Added Rebecca Ferrell, a program director in NSF's Division of Behavioral and Cognitive Sciences, "The discovery of a single genetic region with multiple mutation events in humans suggests that our ability to sweat was a very important adaptation during hominin evolution. As more studies of this kind are conducted, we are likely to learn even more about the timing of, and relationship between, multiple adaptive traits that make us human."
Scientists assume that humans' high density of sweat glands reflects an ancient evolutionary adaptation. That adaptation, coupled with the loss of fur in early hominins (which promoted cooling through sweat evaporation), is thought to have made it easier to run, hunt and otherwise survive on the hot and relatively treeless African savanna, a markedly different habitat from the jungles occupied by other ape species.
The activity of a gene is often affected by nearby regions of DNA called enhancer regions, where factors that activate the gene can bind and help drive the gene's expression.

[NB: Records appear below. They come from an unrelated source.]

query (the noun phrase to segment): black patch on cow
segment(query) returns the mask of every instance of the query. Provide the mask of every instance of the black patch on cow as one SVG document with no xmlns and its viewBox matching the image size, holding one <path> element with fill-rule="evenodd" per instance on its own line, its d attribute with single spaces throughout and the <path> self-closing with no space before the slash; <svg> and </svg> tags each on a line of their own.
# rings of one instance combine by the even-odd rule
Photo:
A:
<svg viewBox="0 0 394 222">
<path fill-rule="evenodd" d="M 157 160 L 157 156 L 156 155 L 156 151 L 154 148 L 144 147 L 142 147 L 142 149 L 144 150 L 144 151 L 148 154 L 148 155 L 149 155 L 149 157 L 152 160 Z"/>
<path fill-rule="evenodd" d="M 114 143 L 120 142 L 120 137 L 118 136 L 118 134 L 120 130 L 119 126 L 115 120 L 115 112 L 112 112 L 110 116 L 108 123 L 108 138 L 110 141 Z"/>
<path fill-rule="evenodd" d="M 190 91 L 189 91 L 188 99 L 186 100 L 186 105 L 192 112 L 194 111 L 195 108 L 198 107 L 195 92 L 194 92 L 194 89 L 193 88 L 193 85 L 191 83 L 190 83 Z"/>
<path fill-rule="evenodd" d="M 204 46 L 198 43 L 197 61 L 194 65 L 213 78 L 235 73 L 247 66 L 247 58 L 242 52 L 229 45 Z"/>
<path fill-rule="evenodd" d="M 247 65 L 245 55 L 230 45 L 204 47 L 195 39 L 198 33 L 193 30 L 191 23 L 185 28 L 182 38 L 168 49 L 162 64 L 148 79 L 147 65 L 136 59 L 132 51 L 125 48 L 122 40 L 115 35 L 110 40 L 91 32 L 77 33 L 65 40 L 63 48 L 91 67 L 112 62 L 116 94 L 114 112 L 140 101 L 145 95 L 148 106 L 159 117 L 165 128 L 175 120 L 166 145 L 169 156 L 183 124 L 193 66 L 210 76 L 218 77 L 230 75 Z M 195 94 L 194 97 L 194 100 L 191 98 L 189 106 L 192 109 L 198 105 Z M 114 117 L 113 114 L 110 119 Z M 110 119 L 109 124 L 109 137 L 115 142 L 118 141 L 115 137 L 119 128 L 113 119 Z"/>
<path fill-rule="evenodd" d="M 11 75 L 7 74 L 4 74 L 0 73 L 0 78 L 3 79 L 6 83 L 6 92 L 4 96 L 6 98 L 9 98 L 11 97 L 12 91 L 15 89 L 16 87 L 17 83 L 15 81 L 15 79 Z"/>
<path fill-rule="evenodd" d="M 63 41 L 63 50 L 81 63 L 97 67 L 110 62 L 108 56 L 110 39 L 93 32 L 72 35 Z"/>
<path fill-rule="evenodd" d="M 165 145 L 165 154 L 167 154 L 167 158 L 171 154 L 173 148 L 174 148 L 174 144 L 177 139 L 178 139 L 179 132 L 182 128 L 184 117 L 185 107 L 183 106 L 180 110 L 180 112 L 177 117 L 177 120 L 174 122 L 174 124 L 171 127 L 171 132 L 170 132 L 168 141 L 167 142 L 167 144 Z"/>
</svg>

In the study, Kamberov and her team identified an enhancer region of a gene that results in the formation of more sweat glands in human skin. The researchers showed that the human version of this enhancer region is more active than ape or monkey versions.
The work suggests that the human "high-sweat" trait evolved at least in part through repeated mutations to just one regulatory region. This single regulatory element could have repeatedly contributed to a gradual evolution of higher sweat gland density during human evolution.
While the study is mainly a result of fundamental biology research that shines a light on human evolution, it also should have long-term medical relevance, Kamberov said. "Severe wounds or burns often destroy sweat glands in skin, and so far we don't know how to regenerate them -- but this study brings us closer to discovering how to do that."